Re: Timekeeping issue on aggressive suspend/resume

2010-06-14 Thread Suresh Rajashekara
On Thu, Jun 10, 2010 at 12:52 PM, john stultz johns...@us.ibm.com wrote:
 I think Thomas was suggesting that you consider creating a option for
 where CLOCK_MONOTONIC included total_sleep_time.

 In that case the *hack* (and this is a hack, we'll need some more
 thoughtful discussion before anything like it could make it upstream)
 would be in timekeeping_resume() to comment out the lines that update
 wall_to_monotonic and total_sleep_time.

 It would be interesting to hear if that hack works for you, and we can
 try to come up with a better way to think about how to accommodate both
 views of how to account time over suspend.

Thanks.

I tried this fix. It seemed to help, however the accuracy of sleep
time for the process was not quite right. A process thread which was
supposed to wake up every (X) seconds, seemed to wake up every (X -
delta X) seconds.

Also another side effect of this change was that the system time was
no longer in sync with the wall time.

These problems were more pronounced when the suspend/wakeup cycle time
was brought down to 0.5 seconds from 4 seconds. The periodicity of
most of the process threads were disturbed.

I decided to NOT suspend/resume the timekeeping subsystem in the
kernel and try. It seemed to work. Every application seems to work
fine.

Now my question is; Is it safe to disable suspend/resume of the
timekeeping subsystem? Will it have an effect (on
functionality/performance) which may not surface in my short
experiments?

Thanks in advance,

Suresh
--
To unsubscribe from this list: send the line unsubscribe linux-omap in
the body of a message to majord...@vger.kernel.org
More majordomo info at  http://vger.kernel.org/majordomo-info.html


Re: Timekeeping issue on aggressive suspend/resume

2010-06-14 Thread john stultz
On Mon, 2010-06-14 at 00:46 -0700, Suresh Rajashekara wrote:
 On Thu, Jun 10, 2010 at 12:52 PM, john stultz johns...@us.ibm.com wrote:
  I think Thomas was suggesting that you consider creating a option for
  where CLOCK_MONOTONIC included total_sleep_time.
 
  In that case the *hack* (and this is a hack, we'll need some more
  thoughtful discussion before anything like it could make it upstream)
  would be in timekeeping_resume() to comment out the lines that update
  wall_to_monotonic and total_sleep_time.
 
  It would be interesting to hear if that hack works for you, and we can
  try to come up with a better way to think about how to accommodate both
  views of how to account time over suspend.
 
 Thanks.
 
 I tried this fix.
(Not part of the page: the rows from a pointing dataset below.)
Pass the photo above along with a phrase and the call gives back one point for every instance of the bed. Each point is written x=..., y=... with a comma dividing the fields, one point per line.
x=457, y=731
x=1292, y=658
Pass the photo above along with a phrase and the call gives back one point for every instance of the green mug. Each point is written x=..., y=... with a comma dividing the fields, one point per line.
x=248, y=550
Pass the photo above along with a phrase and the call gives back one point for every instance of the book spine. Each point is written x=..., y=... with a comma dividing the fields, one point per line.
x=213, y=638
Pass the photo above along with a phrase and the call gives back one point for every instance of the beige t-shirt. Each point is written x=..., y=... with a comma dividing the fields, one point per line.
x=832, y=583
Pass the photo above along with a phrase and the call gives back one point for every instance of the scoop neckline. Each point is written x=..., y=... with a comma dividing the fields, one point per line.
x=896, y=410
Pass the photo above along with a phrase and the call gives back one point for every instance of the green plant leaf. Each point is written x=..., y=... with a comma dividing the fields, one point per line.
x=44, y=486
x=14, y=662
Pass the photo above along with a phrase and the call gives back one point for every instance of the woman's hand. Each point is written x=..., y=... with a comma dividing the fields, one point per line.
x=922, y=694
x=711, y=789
It seemed to help, however the accuracy of sleep
 time for the process was not quite right. A process thread which was
 supposed to wake up every (X) seconds, seemed to wake up every (X -
 delta X) seconds.

Ah, the sleep time is probably too coarse (seconds). We probably need to
increase the granularity from read_persistent_clock() and see if that
helps (although most persistent clocks aren't very fine grained).
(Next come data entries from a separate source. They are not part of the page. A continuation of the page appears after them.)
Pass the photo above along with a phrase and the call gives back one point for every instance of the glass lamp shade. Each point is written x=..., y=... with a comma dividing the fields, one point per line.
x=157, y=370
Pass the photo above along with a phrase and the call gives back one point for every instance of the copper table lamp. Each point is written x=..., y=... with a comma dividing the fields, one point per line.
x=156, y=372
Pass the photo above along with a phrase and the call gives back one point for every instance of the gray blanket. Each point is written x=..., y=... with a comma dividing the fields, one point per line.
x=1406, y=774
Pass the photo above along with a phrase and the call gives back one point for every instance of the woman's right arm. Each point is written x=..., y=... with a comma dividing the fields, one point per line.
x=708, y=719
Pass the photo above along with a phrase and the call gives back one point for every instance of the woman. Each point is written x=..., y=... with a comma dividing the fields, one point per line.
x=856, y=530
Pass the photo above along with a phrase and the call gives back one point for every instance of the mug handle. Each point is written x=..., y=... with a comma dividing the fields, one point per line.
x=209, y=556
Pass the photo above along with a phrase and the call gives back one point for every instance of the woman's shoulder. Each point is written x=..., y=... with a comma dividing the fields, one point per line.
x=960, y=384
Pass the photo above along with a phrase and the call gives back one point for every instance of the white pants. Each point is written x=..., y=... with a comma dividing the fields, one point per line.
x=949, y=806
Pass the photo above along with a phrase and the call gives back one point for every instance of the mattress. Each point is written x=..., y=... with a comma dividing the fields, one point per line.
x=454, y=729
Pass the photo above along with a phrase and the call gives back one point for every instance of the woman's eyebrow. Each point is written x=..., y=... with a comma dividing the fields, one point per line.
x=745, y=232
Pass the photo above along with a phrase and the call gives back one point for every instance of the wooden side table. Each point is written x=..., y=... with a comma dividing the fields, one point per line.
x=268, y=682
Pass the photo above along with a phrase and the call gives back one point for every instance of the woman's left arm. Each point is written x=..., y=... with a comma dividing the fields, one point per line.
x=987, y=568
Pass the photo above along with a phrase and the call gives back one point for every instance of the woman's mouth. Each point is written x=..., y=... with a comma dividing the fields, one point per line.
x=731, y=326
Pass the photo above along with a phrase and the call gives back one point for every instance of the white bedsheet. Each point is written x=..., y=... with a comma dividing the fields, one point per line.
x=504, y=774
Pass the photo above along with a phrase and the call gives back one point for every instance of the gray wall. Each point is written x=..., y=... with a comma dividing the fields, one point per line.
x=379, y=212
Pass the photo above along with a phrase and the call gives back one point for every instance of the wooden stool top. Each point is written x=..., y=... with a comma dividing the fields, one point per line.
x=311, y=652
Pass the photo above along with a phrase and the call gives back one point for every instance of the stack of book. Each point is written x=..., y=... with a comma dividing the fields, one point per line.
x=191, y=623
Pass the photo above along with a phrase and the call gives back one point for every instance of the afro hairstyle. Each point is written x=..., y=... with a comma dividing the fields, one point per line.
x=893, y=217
 Also another side effect of this change was that the system time was
 no longer in sync with the wall time.

? This doesn't make much sense to me, as you shouldn't be manipulating
xtime differently.

Just to be clear, you mean the value from date doesn't match your
watch after resume? 

 These problems were more pronounced when the suspend/wakeup cycle time
 was brought down to 0.5 seconds from 4 seconds. The periodicity of
 most of the process threads were disturbed.
 
 I decided to NOT suspend/resume the timekeeping subsystem in the
 kernel and try. It seemed to work. Every application seems to work
 fine.
 
 Now my question is; Is it safe to disable suspend/resume of the
 timekeeping subsystem? Will it have an effect (on
 functionality/performance) which may not surface in my short
 experiments?

Well, the difficultly here is what folks actually mean by suspend. On
some hardware it means everything is powered off, and so on resume we
have to re-init hardware values.

It seems in your case that the hardware isn't completely powered off,
since the clocksource you're using seemed to continue counting while the
system was suspended. 

So in this case you might be ok. Your suspend seems closer to an deep
idle state on x86. So suspending timekeeping might not be necessary.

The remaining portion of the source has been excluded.